Findings were interesting, but not surprising. Plant-sourced ultraprocessed food consumption was associated with a 5% increase in cardiovascular risk and a 12% increase in mortality. All ultraprocessed foods – both plant-based and not – contributed to higher cardiovascular and mortality risk. Conversely, every 10% increase in whole plant-based foods added to the diet was associated with a 7% decrease in cardiovascular risk and a 13% decrease in cardiovascular mortality risk!

Bottom line… ultraprocessed foods of any type are bad for the body, even if their label contains enticing buzzwords such as “plant-based,” “vegan,” or “gluten-free.” This study showed that it doesn’t matter if ultraprocessed foods are derived from plant or animal sources; the effects on cardiovascular risk and mortality are still substantial.

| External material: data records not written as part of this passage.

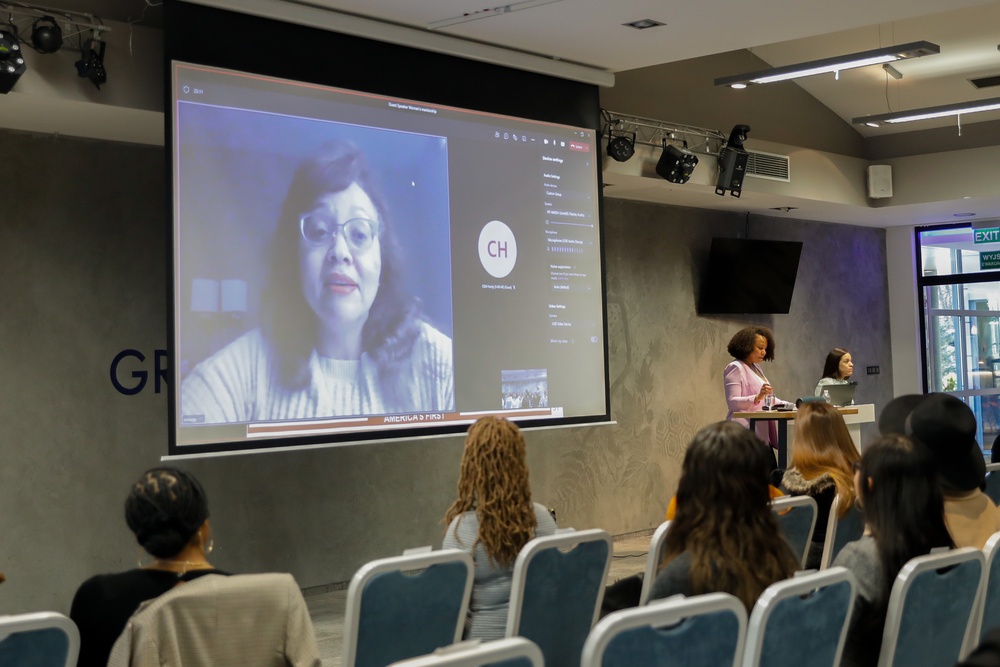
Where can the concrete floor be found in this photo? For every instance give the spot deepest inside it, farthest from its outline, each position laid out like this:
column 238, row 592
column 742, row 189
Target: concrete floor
column 327, row 604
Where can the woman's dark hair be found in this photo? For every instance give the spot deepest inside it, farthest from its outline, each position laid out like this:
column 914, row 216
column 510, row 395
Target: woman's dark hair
column 832, row 366
column 724, row 519
column 902, row 504
column 287, row 319
column 741, row 344
column 165, row 509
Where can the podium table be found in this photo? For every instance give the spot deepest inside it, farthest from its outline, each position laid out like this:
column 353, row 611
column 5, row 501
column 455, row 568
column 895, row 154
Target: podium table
column 782, row 417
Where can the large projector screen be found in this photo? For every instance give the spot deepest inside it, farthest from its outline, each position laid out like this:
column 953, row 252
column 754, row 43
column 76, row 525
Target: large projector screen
column 350, row 265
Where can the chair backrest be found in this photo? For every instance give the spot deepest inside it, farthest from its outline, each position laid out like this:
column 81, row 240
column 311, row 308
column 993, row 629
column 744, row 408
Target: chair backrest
column 796, row 517
column 841, row 530
column 993, row 482
column 244, row 620
column 406, row 606
column 988, row 609
column 507, row 652
column 801, row 622
column 41, row 639
column 656, row 545
column 556, row 592
column 699, row 631
column 930, row 607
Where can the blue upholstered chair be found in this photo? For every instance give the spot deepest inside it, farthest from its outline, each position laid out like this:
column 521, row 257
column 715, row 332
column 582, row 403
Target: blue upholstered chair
column 656, row 544
column 699, row 631
column 840, row 531
column 406, row 606
column 556, row 592
column 796, row 517
column 930, row 608
column 42, row 639
column 993, row 482
column 801, row 622
column 507, row 652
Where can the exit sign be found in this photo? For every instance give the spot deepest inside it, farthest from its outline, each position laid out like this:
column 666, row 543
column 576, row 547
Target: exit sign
column 991, row 235
column 989, row 260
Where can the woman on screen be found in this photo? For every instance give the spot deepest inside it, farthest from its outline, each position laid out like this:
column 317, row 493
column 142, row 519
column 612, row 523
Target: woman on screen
column 493, row 519
column 746, row 385
column 167, row 511
column 339, row 333
column 837, row 369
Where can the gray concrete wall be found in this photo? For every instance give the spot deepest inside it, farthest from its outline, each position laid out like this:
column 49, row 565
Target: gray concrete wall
column 83, row 275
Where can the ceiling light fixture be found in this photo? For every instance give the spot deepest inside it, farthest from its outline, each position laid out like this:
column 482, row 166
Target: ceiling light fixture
column 836, row 65
column 927, row 113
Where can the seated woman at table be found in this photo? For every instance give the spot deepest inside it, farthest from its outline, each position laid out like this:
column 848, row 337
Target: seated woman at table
column 837, row 369
column 822, row 467
column 745, row 383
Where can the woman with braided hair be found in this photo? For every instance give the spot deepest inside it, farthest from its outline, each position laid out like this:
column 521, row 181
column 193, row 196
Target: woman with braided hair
column 493, row 519
column 168, row 512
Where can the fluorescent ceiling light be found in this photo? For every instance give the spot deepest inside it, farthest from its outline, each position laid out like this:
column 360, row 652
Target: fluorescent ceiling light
column 926, row 113
column 850, row 61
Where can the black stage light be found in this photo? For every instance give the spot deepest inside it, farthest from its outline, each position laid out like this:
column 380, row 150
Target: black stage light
column 621, row 147
column 91, row 65
column 46, row 35
column 12, row 64
column 733, row 163
column 676, row 164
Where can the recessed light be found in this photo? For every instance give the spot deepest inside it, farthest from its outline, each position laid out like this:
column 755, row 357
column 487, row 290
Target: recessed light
column 642, row 24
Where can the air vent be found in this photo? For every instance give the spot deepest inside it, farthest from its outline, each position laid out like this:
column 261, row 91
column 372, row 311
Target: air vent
column 771, row 166
column 986, row 81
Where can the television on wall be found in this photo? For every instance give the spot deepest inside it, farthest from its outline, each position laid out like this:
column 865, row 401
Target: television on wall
column 749, row 276
column 390, row 244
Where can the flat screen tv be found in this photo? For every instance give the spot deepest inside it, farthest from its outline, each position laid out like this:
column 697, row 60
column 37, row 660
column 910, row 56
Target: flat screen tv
column 749, row 276
column 373, row 242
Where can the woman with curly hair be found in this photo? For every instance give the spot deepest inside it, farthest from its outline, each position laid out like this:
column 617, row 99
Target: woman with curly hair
column 724, row 537
column 745, row 383
column 493, row 519
column 339, row 334
column 822, row 467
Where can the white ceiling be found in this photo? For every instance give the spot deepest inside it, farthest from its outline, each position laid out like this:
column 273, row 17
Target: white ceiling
column 780, row 32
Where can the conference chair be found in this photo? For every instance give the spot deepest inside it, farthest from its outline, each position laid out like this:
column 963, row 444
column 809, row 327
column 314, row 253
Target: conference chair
column 244, row 620
column 796, row 517
column 656, row 546
column 930, row 608
column 406, row 606
column 993, row 482
column 699, row 631
column 988, row 608
column 556, row 592
column 508, row 652
column 802, row 621
column 41, row 639
column 841, row 530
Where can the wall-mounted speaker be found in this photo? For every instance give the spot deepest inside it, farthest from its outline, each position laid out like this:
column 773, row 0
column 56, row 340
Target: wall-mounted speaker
column 879, row 181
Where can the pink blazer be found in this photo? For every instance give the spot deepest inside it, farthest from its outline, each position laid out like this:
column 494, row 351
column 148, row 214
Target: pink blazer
column 742, row 387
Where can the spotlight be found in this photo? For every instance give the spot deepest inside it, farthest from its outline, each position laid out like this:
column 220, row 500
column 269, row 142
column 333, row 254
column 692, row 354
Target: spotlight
column 733, row 163
column 91, row 65
column 622, row 146
column 46, row 35
column 12, row 64
column 676, row 164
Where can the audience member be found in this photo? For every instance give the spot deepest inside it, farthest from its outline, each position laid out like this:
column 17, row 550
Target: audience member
column 493, row 519
column 167, row 510
column 897, row 489
column 822, row 467
column 724, row 536
column 947, row 426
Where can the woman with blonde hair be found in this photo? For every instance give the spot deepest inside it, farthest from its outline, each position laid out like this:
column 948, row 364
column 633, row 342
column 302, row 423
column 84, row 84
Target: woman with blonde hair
column 823, row 461
column 493, row 519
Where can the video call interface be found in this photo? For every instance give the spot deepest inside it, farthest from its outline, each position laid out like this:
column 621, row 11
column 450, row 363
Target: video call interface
column 497, row 237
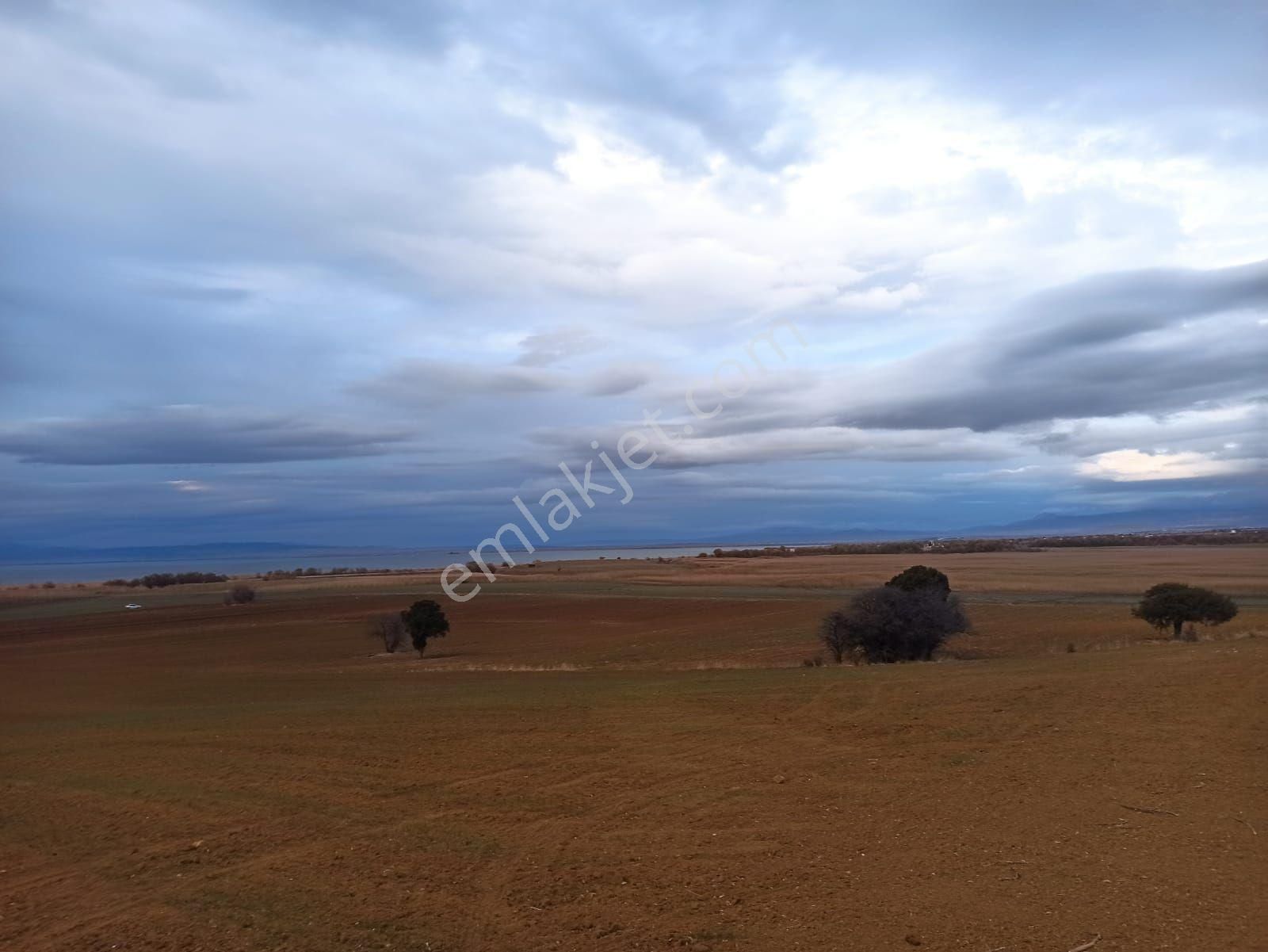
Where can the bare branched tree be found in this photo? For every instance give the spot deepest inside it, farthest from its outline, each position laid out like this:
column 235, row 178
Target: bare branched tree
column 388, row 629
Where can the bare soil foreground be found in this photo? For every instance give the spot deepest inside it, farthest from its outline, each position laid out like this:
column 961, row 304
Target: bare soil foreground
column 631, row 755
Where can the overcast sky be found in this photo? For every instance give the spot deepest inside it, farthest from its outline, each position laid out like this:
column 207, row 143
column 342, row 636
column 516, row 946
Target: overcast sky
column 283, row 272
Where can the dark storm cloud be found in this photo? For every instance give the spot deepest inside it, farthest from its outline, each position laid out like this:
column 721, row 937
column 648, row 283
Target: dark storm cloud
column 192, row 435
column 1139, row 342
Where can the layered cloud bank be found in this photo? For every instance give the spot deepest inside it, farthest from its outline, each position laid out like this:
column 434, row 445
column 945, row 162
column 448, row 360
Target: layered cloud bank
column 363, row 274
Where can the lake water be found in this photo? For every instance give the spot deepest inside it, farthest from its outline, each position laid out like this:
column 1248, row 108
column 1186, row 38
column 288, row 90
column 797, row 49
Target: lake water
column 18, row 573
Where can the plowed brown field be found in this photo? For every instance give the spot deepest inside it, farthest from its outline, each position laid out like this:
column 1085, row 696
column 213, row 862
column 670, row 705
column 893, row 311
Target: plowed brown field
column 629, row 755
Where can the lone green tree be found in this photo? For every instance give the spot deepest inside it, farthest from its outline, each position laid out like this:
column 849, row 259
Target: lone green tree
column 1172, row 605
column 424, row 620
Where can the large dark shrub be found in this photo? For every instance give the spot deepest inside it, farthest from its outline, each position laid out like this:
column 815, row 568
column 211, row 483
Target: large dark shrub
column 921, row 579
column 425, row 620
column 1172, row 605
column 891, row 624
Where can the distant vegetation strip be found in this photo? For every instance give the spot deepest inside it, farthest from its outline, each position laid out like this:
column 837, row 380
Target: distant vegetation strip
column 955, row 547
column 162, row 579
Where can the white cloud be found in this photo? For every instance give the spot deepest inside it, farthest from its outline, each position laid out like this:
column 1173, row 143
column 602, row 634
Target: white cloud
column 1134, row 465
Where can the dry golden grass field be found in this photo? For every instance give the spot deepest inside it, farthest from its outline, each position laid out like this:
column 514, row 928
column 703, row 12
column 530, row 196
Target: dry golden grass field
column 629, row 755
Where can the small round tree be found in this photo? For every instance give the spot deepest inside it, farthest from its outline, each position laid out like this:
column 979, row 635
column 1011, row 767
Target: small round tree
column 240, row 595
column 1172, row 605
column 425, row 620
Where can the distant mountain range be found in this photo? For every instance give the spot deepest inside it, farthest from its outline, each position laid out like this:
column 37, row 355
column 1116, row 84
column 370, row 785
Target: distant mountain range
column 36, row 554
column 1043, row 524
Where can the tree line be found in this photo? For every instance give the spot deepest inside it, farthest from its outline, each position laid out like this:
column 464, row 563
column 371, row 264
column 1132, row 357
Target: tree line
column 162, row 579
column 961, row 547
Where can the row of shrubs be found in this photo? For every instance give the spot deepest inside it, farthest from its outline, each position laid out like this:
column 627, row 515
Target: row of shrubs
column 913, row 614
column 968, row 547
column 162, row 579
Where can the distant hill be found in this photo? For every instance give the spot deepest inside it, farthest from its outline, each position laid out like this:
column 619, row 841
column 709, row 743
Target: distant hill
column 37, row 554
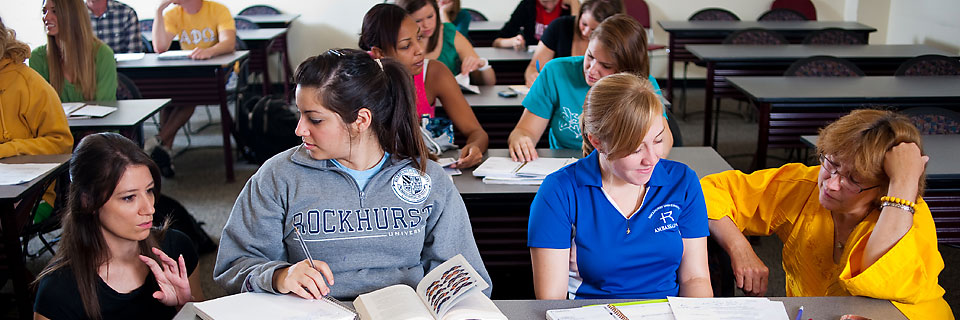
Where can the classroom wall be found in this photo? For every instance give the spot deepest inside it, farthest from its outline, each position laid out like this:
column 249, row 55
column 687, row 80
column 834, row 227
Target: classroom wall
column 327, row 24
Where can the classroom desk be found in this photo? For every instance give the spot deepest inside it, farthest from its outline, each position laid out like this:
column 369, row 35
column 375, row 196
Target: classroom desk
column 128, row 119
column 482, row 33
column 813, row 307
column 789, row 107
column 509, row 64
column 773, row 60
column 189, row 83
column 280, row 20
column 13, row 219
column 942, row 193
column 499, row 213
column 683, row 33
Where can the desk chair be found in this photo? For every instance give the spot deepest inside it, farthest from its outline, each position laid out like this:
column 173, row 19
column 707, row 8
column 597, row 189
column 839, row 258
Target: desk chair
column 782, row 14
column 707, row 14
column 930, row 65
column 834, row 36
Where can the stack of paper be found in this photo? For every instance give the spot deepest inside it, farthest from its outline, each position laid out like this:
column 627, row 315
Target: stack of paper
column 503, row 170
column 679, row 309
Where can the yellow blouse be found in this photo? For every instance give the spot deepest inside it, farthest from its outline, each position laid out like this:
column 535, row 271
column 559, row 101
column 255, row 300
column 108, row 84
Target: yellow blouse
column 785, row 201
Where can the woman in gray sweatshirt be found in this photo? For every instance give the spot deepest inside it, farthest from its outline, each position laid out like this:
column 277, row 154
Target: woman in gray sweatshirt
column 372, row 210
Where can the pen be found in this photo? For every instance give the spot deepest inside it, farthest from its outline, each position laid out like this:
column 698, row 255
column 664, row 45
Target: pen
column 303, row 245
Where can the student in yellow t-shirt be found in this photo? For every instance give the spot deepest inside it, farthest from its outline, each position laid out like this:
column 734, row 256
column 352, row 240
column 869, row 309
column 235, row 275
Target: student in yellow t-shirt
column 207, row 28
column 842, row 233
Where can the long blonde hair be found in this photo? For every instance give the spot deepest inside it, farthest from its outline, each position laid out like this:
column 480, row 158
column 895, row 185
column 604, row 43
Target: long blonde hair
column 74, row 48
column 619, row 110
column 10, row 47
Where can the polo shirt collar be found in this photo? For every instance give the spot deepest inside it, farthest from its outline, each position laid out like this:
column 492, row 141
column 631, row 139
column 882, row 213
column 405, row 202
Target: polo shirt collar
column 588, row 172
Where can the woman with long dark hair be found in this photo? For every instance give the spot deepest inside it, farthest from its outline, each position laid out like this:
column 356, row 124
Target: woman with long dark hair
column 112, row 262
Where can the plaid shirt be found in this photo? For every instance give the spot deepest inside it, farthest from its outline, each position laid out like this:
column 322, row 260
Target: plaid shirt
column 118, row 28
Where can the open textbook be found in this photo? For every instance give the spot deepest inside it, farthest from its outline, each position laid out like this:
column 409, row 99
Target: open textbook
column 503, row 170
column 451, row 291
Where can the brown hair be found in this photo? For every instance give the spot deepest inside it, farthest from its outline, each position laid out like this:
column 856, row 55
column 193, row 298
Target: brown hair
column 619, row 110
column 600, row 10
column 861, row 139
column 10, row 47
column 413, row 5
column 74, row 48
column 95, row 169
column 626, row 40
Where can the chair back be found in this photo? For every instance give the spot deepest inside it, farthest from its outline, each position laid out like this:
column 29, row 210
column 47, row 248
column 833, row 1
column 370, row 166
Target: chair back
column 639, row 10
column 146, row 25
column 474, row 14
column 823, row 66
column 930, row 65
column 804, row 7
column 259, row 9
column 755, row 36
column 934, row 120
column 834, row 36
column 782, row 14
column 126, row 89
column 714, row 14
column 245, row 24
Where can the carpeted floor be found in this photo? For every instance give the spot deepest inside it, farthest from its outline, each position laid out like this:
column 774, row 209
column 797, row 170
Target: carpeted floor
column 200, row 186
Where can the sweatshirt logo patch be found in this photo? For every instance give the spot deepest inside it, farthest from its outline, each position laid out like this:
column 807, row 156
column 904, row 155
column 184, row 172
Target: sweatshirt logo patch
column 410, row 186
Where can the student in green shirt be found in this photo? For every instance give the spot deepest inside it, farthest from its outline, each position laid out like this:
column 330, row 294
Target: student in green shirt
column 77, row 64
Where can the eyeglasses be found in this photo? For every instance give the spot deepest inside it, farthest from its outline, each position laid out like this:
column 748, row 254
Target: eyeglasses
column 846, row 182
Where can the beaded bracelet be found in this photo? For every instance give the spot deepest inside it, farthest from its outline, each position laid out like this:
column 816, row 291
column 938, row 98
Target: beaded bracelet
column 898, row 206
column 898, row 201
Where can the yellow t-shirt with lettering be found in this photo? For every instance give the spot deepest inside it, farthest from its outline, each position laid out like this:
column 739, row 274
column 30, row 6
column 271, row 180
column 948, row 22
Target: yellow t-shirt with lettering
column 199, row 30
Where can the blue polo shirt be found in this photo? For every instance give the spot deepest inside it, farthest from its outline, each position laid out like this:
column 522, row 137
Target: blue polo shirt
column 557, row 95
column 608, row 262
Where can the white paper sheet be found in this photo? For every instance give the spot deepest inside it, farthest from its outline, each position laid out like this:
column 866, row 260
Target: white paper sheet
column 13, row 174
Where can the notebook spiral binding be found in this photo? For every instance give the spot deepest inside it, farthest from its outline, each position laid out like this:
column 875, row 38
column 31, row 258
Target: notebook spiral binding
column 344, row 306
column 616, row 312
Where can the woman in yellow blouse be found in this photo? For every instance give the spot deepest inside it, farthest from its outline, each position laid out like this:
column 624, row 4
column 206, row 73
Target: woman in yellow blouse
column 839, row 237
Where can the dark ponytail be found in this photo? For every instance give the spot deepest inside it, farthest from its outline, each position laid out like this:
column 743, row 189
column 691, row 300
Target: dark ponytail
column 348, row 80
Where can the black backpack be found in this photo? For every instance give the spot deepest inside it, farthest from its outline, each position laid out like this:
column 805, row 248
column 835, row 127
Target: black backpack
column 266, row 125
column 182, row 221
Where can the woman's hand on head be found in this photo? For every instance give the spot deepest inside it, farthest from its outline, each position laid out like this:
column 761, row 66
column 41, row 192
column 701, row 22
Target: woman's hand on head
column 904, row 163
column 303, row 280
column 172, row 279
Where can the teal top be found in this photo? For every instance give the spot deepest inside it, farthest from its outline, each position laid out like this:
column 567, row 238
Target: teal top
column 448, row 55
column 106, row 68
column 558, row 94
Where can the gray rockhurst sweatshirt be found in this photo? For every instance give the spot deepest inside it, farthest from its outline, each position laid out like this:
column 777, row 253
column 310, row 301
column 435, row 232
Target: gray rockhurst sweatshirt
column 399, row 227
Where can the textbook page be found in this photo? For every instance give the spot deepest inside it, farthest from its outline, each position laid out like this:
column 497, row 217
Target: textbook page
column 727, row 308
column 253, row 305
column 393, row 302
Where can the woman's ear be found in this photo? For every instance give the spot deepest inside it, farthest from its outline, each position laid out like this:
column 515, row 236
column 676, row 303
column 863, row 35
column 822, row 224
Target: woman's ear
column 376, row 53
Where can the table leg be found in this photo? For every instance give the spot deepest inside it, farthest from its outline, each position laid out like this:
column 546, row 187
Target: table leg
column 226, row 124
column 708, row 106
column 17, row 268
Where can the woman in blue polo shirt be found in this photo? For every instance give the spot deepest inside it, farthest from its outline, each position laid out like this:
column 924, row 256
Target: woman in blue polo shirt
column 619, row 44
column 621, row 222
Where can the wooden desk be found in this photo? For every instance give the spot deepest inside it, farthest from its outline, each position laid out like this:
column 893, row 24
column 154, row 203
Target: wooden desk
column 943, row 183
column 189, row 83
column 128, row 119
column 793, row 106
column 281, row 20
column 773, row 60
column 499, row 214
column 683, row 33
column 13, row 219
column 482, row 33
column 509, row 64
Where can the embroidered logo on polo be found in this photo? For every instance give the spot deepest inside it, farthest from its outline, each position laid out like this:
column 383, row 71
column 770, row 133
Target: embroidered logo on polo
column 411, row 186
column 667, row 216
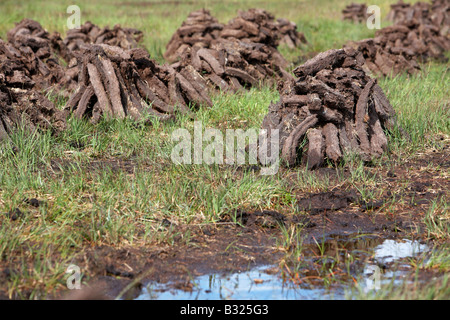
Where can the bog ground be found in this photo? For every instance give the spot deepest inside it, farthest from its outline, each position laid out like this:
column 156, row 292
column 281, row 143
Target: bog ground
column 107, row 197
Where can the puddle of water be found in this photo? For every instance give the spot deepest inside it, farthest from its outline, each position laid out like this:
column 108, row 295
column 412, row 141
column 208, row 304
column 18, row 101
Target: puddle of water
column 260, row 284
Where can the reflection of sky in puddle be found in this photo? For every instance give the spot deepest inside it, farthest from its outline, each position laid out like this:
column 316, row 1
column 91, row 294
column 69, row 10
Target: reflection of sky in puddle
column 257, row 284
column 389, row 252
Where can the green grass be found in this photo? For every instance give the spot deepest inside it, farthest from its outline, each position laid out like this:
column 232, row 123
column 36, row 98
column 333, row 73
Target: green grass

For more than 40 years. Dr. Jaffe has been recommending a diet based on a wide variety of whole foods that are organically or biodynamically sourced. We have written about our “Twelve Nature’s pHarmacy® Principles to Eat By” (Part1 and Part 2), to provide guidance.

“Plant-based” is a great buzzword if you interpret it to mean a diet rich in fruits, vegetables, legumes and other delicacies fresh from the garden or Farmer’s Market. It’s not a great buzzword if interpreted to mean burgers, hot-dogs, or nuggets engineered to taste like red meat or chicken, served on a grain-free bun with a long list of hard-to-pronounce ingredients, and accompanied by a side of packaged baked chips made from dried potatoes, corn starch, oils, sugars, and additives.

For inspiration on eating to live long and well, you can find many delicious and easy-to-prepare recipes in our weekly blog.

We want you to thrive. Follow our guidance and avoid all ultraprocessed foods – even if they are plant-based.